Wednesday, Jan 08, 2014
FALLUJAH (AFP)--Masked gunmen remained in control of Iraq's Fallujah Wednesday even as traffic police returned to the city's streets after a jihadist group urged Sunnis to keep fighting the Shiite-led government.
Fallujah and parts of the Anbar provincial capital Ramadi farther west have been outside government hands for days--the first time militants have exercised such open control in major cities since the height of the insurgency that followed the 2003 U.S.-led invasion.
Earlier on Wednesday, two areas of Fallujah saw brief clashes and shelling, witnesses said, but it was not immediately clear who was involved in the fighting.

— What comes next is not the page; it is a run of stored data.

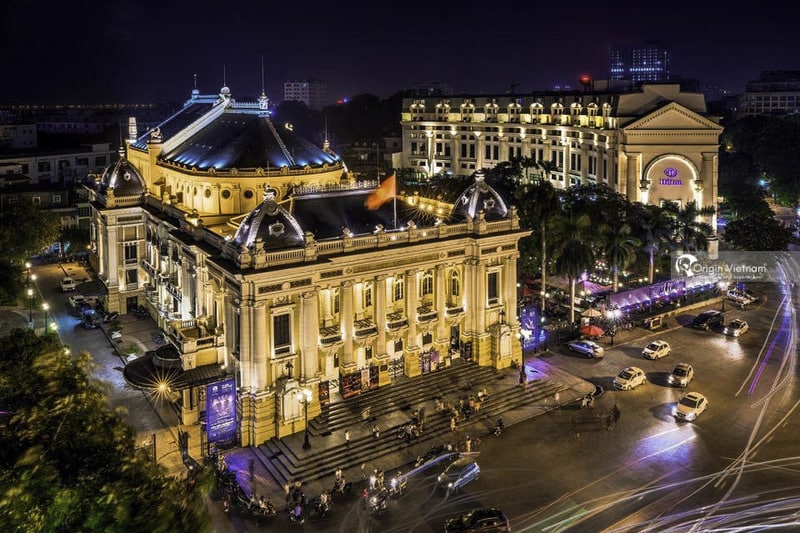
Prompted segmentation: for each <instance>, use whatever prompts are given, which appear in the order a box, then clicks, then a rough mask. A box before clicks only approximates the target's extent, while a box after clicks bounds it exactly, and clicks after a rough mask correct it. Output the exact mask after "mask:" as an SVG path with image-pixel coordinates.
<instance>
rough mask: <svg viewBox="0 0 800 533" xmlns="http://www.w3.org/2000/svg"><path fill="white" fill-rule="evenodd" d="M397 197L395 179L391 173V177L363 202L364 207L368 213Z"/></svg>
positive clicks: (394, 177) (385, 179)
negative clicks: (370, 211)
mask: <svg viewBox="0 0 800 533" xmlns="http://www.w3.org/2000/svg"><path fill="white" fill-rule="evenodd" d="M396 196H397V178H396V176H395V173H394V172H393V173H392V175H391V176H389V177H388V178H386V179H385V180H383V183H381V184H380V186H378V188H377V189H375V190H374V191H372V194H370V195H369V196H367V199H366V200H364V206H365V207H366V208H367V209H369V210H370V211H374V210H376V209H378V208H379V207H380V206H382V205H383V204H385V203H386V202H388V201H389V200H391V199H392V198H394V197H396Z"/></svg>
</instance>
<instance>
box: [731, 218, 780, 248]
mask: <svg viewBox="0 0 800 533" xmlns="http://www.w3.org/2000/svg"><path fill="white" fill-rule="evenodd" d="M724 236H725V240H726V241H727V242H728V243H729V244H730V245H731V246H733V248H735V249H736V250H753V251H757V250H763V251H784V250H786V249H788V247H789V243H791V242H792V230H790V229H788V228H784V227H783V226H782V225H781V223H780V222H778V221H777V220H775V219H774V218H773V217H772V214H771V213H763V212H753V213H746V214H744V215H742V216H741V217H739V218H737V219H736V220H732V221H730V222H728V224H727V225H726V226H725V234H724Z"/></svg>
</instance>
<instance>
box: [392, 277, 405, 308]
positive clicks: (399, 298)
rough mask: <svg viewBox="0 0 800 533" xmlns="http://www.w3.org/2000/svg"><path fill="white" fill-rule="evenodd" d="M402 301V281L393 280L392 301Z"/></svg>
mask: <svg viewBox="0 0 800 533" xmlns="http://www.w3.org/2000/svg"><path fill="white" fill-rule="evenodd" d="M402 299H403V279H402V278H399V279H396V280H394V301H395V302H399V301H400V300H402Z"/></svg>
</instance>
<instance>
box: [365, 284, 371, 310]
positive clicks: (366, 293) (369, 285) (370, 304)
mask: <svg viewBox="0 0 800 533" xmlns="http://www.w3.org/2000/svg"><path fill="white" fill-rule="evenodd" d="M369 307H372V285H369V284H368V285H365V286H364V309H367V308H369Z"/></svg>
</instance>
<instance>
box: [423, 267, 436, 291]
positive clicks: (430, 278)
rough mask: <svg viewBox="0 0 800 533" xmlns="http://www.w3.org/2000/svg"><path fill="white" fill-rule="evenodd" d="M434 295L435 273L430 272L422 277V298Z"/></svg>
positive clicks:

The traffic police, whose sole responsibility is directing vehicles and controlling intersections, were back on the streets in several parts of central Fallujah, an AFP journalist reported.

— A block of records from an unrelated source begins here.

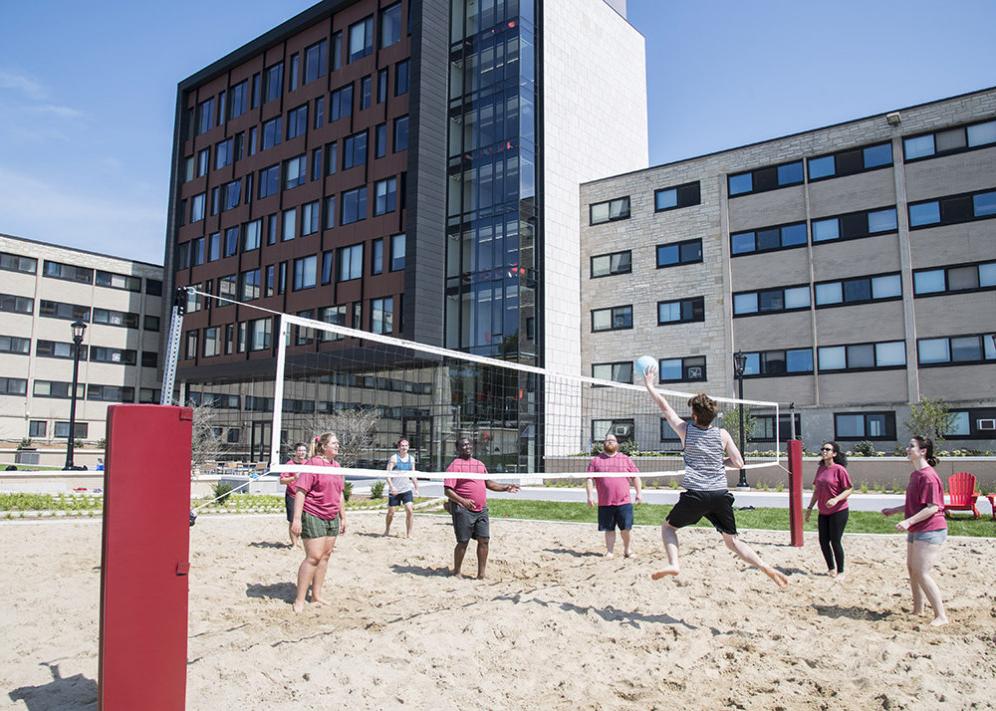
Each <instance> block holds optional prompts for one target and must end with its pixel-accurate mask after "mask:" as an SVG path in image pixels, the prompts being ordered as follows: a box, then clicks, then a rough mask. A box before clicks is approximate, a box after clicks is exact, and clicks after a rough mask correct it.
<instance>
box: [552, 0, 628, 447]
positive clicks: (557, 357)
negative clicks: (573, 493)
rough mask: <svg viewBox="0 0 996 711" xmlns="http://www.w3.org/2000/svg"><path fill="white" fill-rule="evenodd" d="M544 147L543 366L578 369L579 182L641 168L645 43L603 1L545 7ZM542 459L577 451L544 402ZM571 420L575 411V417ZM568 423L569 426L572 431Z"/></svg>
mask: <svg viewBox="0 0 996 711" xmlns="http://www.w3.org/2000/svg"><path fill="white" fill-rule="evenodd" d="M542 31H543V65H542V66H543V141H544V144H543V145H544V157H545V163H544V178H545V182H544V186H543V189H544V193H543V196H544V215H543V216H544V228H545V233H544V240H545V243H544V244H545V248H544V254H543V261H544V277H543V278H544V280H545V289H546V292H545V293H546V303H545V311H544V314H543V322H544V328H545V329H546V332H545V356H546V360H545V364H546V367H547V368H549V369H551V370H555V371H558V372H564V373H572V374H579V373H582V372H583V373H584V374H588V371H582V366H581V334H580V332H579V331H578V323H579V321H580V320H581V311H580V303H581V279H580V276H581V259H580V254H581V248H580V246H581V245H580V234H581V223H580V215H581V205H580V201H579V184H580V183H583V182H585V181H588V180H594V179H596V178H599V177H601V176H605V175H614V174H617V173H622V172H626V171H631V170H638V169H641V168H645V167H646V166H647V162H648V139H647V86H646V60H645V47H644V38H643V36H642V35H640V33H639V32H637V31H636V30H635V29H634V28H633V27H632V26H631V25H630V24H629V23H628V22H626V20H625V19H624V17H623V16H622V15H620V14H619V12H618V11H617V10H616V9H613V8H612V7H610V6H609V5H608V4H606V2H605V0H544V3H543V30H542ZM546 407H547V421H548V422H550V421H556V422H557V423H558V426H557V429H558V430H559V432H551V431H550V430H549V428H548V432H547V438H546V453H547V454H548V455H550V454H556V453H562V451H577V450H578V448H579V447H580V445H581V442H565V441H563V437H562V433H564V432H570V431H575V430H576V431H577V432H578V433H579V434H582V433H583V432H585V431H586V430H585V428H584V426H583V425H582V423H581V421H580V416H579V415H577V414H574V413H573V412H569V411H566V410H567V408H568V407H569V406H565V404H564V401H563V400H562V399H561V398H551V397H549V396H548V397H547V401H546ZM575 412H576V409H575ZM572 422H576V423H577V424H576V427H573V426H572V425H571V423H572Z"/></svg>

They were apparently back on duty with the blessing of the gunmen, whose allegiance was not immediately clear.
The gunmen were deployed in areas around the edge of the city, at the entrances of neighborhoods, and on bridges--including one from which the bodies of American contractors were infamously hung in 2004, prompting the first of two U.S. assaults on Fallujah that year.
Some shops in the city reopened, and light traffic returned to the streets. But the city still faces the threat of an assault by soldiers deployed nearby.
The al Qaeda-linked Islamic State of Iraq and the Levant (ISIL) has been active in Fallujah, but so have anti-government tribes.
The security forces have meanwhile recruited their own tribal allies in the fighting that has raged in Anbar province for more than a week and killed over 250 people.
Near the provincial capital Ramadi, soldiers backed by helicopters battled gunmen in the Khaldiyah area, a police captain said.
The fighting came after the release late Tuesday of an audio recording purportedly from ISIL spokesman Abu Mohammed al-Adnani urging Sunnis to continue fighting the Shiite-led government.
"Oh Sunni people, you were forced to take up the weapon," Adnani said.
"Do not lay the weapon down, because if you put it down this time, the (Shiites) will enslave you and you will not rise again."
Defense ministry spokesman Staff Lieutenant General Mohammed al-Askari said Tuesday that soldiers deployed near Fallujah would hold off on assaulting the city for now for fear of civilian casualties.
Attacking the Sunni-majority city would also be extremely sensitive politically, as it would inflame already high tensions between the Sunni Arab minority and the government.
And it would be a major test for Iraqi security forces, which have yet to undertake such a major operation without the backing of U.S. troops, who withdrew in December 2011.